Jangan sekali-kali membuat hal-hal baru dalam agama.
Rasūlullāh s.a.w. bersabda:
لَا يَحِلُّ دَمُ امْرِئٍ مُسْلِمٍ إِلَّا بِإِحْدَى ثَلَاثٍ: الثَّيِّبُ الزَّانِيْ، وَ النَّفْسُ بِالنَّفْسِ، وَ التَّارِكُ لِدِيْنِهِ.
“Darah seorang muslim tidak halal kecuali karena melakukan salah satu dari tiga perkara:
1. Orang yang sudah pernah menikah secara halal kemudian melakukan zina (maka dia dihukum rajam)
2. Orang yang membunuh orang muslim lainnya (maka dia akan diqishāsh).
3. Orang yang keluar dari agama Islam (maka dia akan dibunuh oleh pemerintah).”
Rasūlullāh s.a.w. juga bersabda:
مَنْ أَحْدَثَ فِيْ أَمْرِنَا مَا لَيْسَ مِنْهُ فَقَدْ رُدَّ.
“Barang siapa yang membuat model (tindakan) baru dalam perkara agamaku ini dengan sesuatu yang bukan bagian dari agamaku ini, maka ditolak (bathil dan tidak boleh diikuti).”
Seperti mengarak mushhaf al-Qur’ān, kitab Maulid Nabi, atau mengarak seseorang seperti saat mengarak Rasūlullāh s.a.w., maka hal itu bāthil, bukan ajaran agama Islam, karena itu mirip perilaku agama orang-orang Cina. Berbeda jika itu dilakukan di Makkah atau Madīnah, maka tidak berbahaya, karena tidak ada unsur keserupaan dengan orang-orang kafir.
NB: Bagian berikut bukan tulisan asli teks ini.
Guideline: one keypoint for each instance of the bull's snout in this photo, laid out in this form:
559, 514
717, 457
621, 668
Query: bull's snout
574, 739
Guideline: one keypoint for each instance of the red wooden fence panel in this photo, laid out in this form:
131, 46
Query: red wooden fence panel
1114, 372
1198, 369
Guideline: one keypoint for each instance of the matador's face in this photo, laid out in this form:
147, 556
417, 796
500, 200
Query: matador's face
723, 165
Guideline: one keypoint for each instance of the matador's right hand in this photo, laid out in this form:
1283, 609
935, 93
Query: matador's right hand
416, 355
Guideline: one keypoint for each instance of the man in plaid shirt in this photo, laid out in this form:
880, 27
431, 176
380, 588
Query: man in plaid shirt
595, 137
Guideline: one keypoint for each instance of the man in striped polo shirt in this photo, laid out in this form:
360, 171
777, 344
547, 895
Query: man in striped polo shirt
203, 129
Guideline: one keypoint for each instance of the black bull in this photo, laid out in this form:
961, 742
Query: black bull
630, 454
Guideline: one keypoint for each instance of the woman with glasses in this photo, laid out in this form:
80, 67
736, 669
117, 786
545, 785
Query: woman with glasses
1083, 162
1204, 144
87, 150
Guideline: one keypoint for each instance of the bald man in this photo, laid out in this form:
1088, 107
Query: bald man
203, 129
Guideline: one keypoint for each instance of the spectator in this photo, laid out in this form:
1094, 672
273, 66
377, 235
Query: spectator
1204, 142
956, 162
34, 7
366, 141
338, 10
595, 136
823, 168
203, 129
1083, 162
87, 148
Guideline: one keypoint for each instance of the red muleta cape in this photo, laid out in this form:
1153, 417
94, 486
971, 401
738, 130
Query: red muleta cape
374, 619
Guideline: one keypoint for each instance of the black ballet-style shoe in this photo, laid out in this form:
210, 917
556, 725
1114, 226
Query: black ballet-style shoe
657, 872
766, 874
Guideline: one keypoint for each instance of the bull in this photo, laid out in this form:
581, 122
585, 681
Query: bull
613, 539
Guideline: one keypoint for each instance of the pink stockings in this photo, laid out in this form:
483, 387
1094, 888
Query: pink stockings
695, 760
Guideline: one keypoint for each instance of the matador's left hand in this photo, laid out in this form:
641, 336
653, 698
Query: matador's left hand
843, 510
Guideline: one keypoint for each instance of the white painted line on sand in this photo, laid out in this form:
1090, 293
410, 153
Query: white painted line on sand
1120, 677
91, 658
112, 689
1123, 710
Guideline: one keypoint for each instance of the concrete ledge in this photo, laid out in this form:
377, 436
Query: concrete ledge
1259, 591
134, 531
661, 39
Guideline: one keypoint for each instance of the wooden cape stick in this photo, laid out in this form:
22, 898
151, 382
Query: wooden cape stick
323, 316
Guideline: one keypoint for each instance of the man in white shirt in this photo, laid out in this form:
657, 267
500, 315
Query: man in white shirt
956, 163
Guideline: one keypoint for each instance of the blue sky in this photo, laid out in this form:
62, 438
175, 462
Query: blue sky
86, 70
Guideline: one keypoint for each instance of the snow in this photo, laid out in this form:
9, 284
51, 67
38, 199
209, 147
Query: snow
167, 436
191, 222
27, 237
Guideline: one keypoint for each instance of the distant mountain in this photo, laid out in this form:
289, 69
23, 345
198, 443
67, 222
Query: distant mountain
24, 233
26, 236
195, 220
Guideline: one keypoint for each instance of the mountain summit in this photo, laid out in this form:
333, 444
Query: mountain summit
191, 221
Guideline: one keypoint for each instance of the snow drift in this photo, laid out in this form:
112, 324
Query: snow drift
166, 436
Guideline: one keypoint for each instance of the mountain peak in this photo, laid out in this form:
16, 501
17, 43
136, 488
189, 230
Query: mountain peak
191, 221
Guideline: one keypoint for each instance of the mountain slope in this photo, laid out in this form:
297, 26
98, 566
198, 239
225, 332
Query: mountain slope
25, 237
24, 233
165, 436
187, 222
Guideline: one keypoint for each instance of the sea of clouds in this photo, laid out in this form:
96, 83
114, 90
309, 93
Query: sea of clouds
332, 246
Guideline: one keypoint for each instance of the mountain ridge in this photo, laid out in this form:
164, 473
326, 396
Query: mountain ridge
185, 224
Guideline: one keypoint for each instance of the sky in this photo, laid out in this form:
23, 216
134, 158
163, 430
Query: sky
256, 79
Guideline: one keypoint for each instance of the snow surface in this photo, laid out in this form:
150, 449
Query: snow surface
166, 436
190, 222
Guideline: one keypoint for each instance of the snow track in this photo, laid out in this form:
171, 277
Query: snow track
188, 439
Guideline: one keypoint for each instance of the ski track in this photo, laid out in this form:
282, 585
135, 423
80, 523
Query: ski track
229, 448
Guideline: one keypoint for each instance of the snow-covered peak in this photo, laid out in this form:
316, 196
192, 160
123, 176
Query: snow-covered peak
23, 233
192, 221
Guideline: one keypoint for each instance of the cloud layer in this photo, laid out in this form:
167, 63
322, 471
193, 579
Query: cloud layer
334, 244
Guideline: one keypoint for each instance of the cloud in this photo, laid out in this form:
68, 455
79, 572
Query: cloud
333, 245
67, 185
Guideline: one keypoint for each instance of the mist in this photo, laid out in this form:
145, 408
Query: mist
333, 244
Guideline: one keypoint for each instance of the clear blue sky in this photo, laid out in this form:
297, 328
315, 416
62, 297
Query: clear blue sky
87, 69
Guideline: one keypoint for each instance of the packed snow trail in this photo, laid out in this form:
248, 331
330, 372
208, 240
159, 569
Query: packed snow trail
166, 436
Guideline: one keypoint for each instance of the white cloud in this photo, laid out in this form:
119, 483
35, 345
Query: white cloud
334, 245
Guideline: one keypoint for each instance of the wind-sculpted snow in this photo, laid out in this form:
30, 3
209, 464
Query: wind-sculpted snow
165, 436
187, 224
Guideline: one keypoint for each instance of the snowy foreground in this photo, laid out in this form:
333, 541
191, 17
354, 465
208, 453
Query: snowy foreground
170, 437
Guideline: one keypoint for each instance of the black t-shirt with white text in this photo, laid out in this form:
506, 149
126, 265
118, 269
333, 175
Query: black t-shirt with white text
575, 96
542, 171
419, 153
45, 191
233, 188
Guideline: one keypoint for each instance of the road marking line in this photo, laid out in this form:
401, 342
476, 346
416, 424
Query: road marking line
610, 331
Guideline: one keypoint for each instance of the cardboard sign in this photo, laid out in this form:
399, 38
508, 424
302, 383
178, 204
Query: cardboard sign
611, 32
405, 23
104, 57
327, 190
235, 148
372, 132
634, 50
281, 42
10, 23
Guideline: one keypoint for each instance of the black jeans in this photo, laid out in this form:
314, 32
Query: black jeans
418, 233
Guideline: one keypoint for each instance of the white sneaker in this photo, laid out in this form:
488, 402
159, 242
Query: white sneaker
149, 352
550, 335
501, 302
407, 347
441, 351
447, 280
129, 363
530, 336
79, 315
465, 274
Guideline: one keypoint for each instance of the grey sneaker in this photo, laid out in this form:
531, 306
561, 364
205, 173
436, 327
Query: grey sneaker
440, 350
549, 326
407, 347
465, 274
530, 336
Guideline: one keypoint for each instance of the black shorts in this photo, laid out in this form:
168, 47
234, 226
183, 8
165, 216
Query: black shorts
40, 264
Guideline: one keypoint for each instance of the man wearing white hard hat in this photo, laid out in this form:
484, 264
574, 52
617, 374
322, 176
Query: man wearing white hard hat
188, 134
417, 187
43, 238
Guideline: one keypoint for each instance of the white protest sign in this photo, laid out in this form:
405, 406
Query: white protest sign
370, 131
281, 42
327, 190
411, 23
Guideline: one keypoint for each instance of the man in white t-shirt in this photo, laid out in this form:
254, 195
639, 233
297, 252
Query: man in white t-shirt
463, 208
Barang siapa yang melakukan suatu keburukan kemudian diikuti oleh orang banyak, maka orang tersebut berdosa dan akan mendapatkan siksaan yang sama dengan orang yang mengikuti dan melakukan keburukan tersebut, terus-menerus sampai tiba hari Kiamat, sebagaimana yang telah disebutkan dalam al-Qur’ān:
مَنْ يَشْفَعْ شَفَاعَةً حَسَنَةً يَكُنْ لَهُ نَصِيْبٌ مِنْهَا وَ مَنْ يَشْفَعْ شَفَاعَةً سَيِّئَةً يَكُنْ لَهُ كِفْلٌ مِنْهَا.
“Barang siapa yang memberikan syafaat yang baik, niscaya ia akan memperoleh bahagian (pahala) daripadanya. Dan barang siapa memberi syafaat yang buruk, niscaya ia akan memikul bahagian (dosa) daripadanya.” (QS. an-Nisā’ [4]: 85).